Coordination des politiques économiques, change, emploi
La coordination des politiques économiques, prévue par le traité, ne se justifie pas par la "nécessité de contrôler la BCE". Il n'y aura d'ailleurs pas d'union monétaire sans BCE indépendante. La coordination se justifie d'abord par le souci d'efficacité. Dans un espace économique aussi intégré que l'Union européenne - et, a fortiori, que l'union monétaire -, les politiques économiques (c'est-à-dire les politiques budgétaires, des revenus) nationales ont inévitablement des effets sur l'économie des pays partenaires. La coordination permet de maximiser les effets positifs et de minimiser les effets négatifs. Elle se justifie aussi par la nécessité de répondre de manière aussi coopérative que possible aux chocs qui n'affecteraient que l'un des pays membres de l'union monétaire, sachant que la politique monétaire ne pourra prendre en compte que la situation de l'ensemble de la zone. La limite de l'exercice est claire, logique et, d'ailleurs, elle aussi inscrite dans le traité: un pays membre ne doit pas compter faire financer par ses partenaires les conséquences de son propre laxisme en matière de gestion économique. Enfin, la coordination se justifie aussi en matière d'impôts, pour contenir les tendances au "moins-disant fiscal" systématique. Tous ces aspects de la coordination ont été inscrits au programme du sommet de Luxembourg, fin 1997.
Doit également être évoquée, alors, la politique de change de l'euro. Le traité confie au Conseil la mission de définir les orientations générales de cette politique, en liaison avec la Commission européenne et la BCE et dans le respect de l'objectif de stabilité des prix internes. Faut-il un euro "fort" ou un euro "faible"? Ainsi posée, la question est par trop réductrice. D'abord, la valeur des monnaies est déterminée par les marchés au moins autant que par les autorités. Ensuite, une monnaie faible risque de s'accompagner de taux d'intérêt élevés alors qu'une monnaie forte peut permettre des taux d'intérêt bas. Enfin, la valeur du taux de change n'aura pas le même impact en union monétaire. D'une part, le commerce intracommunautaire (62 % du commerce extérieur français, par exemple) s'effectuera essentiellement en euros et non plus en devises étrangères. D'autre part, l'euro, monnaie de la première puissance commerciale mondiale, devrait graduellement devenir une monnaie internationale, utilisée notamment pour la facturation du commerce de l'UE avec le reste du monde. En conséquence, le taux de change aura relativement moins d'impact sur l'économie: c'est d'ailleurs l'un des avantages de l'union monétaire.

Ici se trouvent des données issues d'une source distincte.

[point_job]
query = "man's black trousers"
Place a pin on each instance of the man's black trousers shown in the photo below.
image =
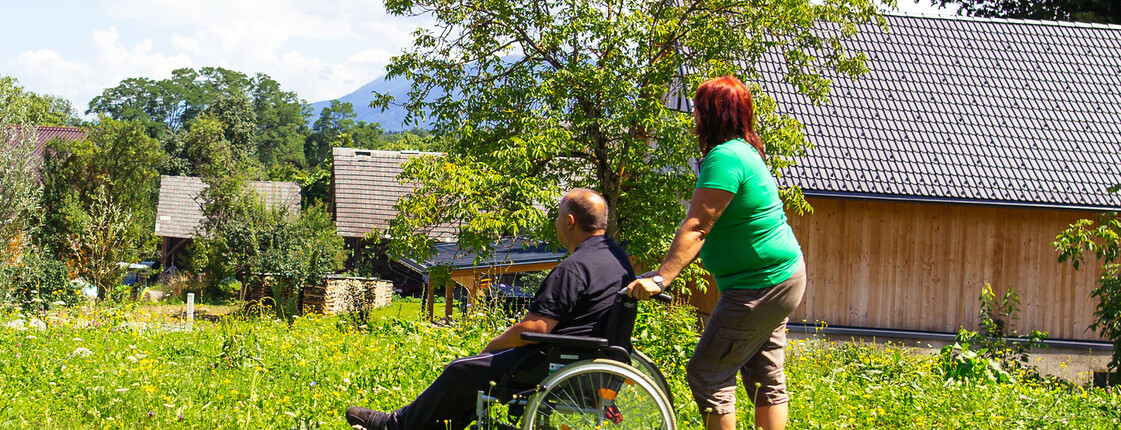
(450, 402)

Quant à l'"Europe sociale", cette notion est un peu ambiguë: la diversité des taux de chômage en Europe montre que, pour l'essentiel, les solutions sont d'ordre structurel et doivent être recherchées aux niveaux national et local. Mais il reste que le ralliement du Royaume-Uni travailliste à la charte sociale de Maastricht, l'adoption de la résolution relative à la croissance et à l'emploi, l'intégration d'un "chapitre social" dans le traité d'Amsterdam et la convocation, pour l'automne 1997, d'un sommet sur l'emploi ont ouvert des perspectives de renouveau du dialogue social européen. Si ce dialogue conduit à une diminution du chômage, cela ne pourra que renforcer l'acceptabilité et faciliter le fonctionnement de l'union monétaire.